Wondertime's Web site states that the magazine mixes playful activities and everyday adventures with compelling insights into the fascinating ways children develop physically, socially, intellectually, creatively and emotionally. The content strikes a nice balance between the fun and the serious. The kids in my life aren't yet old enough to do any of the suggested activities, but I can envision being inspired by some of them in the future. And the brief articles about child development are kind of a how-to manual for better understanding kids -- something both parents and non-parents can use.

The well-written essays by parents are by turns poignant and hilarious. In "A Father Is Born," Wondertime senior writer Jeff Wagenheim details the birth of his first child including the nitty-gritty details of his wife's labor and his efforts to assist. The article is cleverly illustrated with pictures of Wagenheim Photoshopped into scenes with famous dad characters such as Rob Petrie from "The Dick Van Dyke Show" and Darrin Stephens from "Bewitched."
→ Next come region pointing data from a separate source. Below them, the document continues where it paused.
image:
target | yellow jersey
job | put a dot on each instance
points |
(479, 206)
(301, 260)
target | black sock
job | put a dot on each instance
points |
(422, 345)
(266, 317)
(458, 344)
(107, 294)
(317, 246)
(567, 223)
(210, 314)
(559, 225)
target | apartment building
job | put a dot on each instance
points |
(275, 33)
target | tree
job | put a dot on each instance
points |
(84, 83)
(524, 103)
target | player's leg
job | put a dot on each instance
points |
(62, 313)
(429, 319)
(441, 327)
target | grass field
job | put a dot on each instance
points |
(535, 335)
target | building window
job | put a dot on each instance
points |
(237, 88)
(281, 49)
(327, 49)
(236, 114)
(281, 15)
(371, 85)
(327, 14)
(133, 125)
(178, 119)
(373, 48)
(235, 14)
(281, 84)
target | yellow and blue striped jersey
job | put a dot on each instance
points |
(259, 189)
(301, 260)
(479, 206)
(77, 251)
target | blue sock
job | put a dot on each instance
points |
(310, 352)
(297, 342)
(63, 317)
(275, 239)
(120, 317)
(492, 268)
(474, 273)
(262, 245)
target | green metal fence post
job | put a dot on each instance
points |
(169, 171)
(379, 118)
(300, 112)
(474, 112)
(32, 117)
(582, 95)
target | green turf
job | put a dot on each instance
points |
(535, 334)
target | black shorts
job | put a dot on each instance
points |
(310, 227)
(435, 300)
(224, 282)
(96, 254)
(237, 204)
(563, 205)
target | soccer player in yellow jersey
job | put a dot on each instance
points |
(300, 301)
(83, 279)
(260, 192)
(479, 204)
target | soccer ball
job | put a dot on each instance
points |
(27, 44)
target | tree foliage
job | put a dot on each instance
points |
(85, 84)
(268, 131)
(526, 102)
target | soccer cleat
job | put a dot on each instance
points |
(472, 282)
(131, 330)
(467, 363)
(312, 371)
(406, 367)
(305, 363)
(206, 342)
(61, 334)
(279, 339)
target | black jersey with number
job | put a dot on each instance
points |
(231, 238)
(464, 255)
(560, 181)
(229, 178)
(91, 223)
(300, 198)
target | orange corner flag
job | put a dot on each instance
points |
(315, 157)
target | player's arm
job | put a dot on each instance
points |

In "Book It," Elizabeth Larsen writes about a trip she took with her sons inspired by the book The Birchbark House. The article includes a sidebar with other books and travels they could inspire. Finally, in "14 Crossings," Ken Sonenclar chronicles an eight-hour "adventure" with his two kids over 10 bridges and four tunnels around Manhattan. I was wiping tears of laughter from my eyes by the end of the piece .

Don't these sound like interesting articles for anyone to read, not just a parent? Well, they are, I assure you.

If you don't have kids in your house, the recipes and play activities are only worth a skim. But I learned something interesting, even though I don't have anyone to make "asparagus in blankets" for: Do you know why there's an odd smell to your urine after eating asparagus? OK, I won't make you Google: it's the sulfur in the vegetable that produces the distinctive, errr, aroma. But only about 40% of us are genetically predisposed to detect the odor. You don't say! The magazine's Web site states that it is dedicated to helping parents nurture their children's love of learning. "A blend of how and why, Wondertime inspires parents to see the world through the eyes of their children, and to celebrate the wonder of this all-too-fleeting time. We hereby give parents permission to revel in the simple joys of raising a child, and to view the world as their children do -- as an awe-inspiring place."

I know from the stories my friends tell that they certainly don't feel like that all the time. But you've got to give Wondertime props for trying to bring out the best in people, both parents and non-parents alike.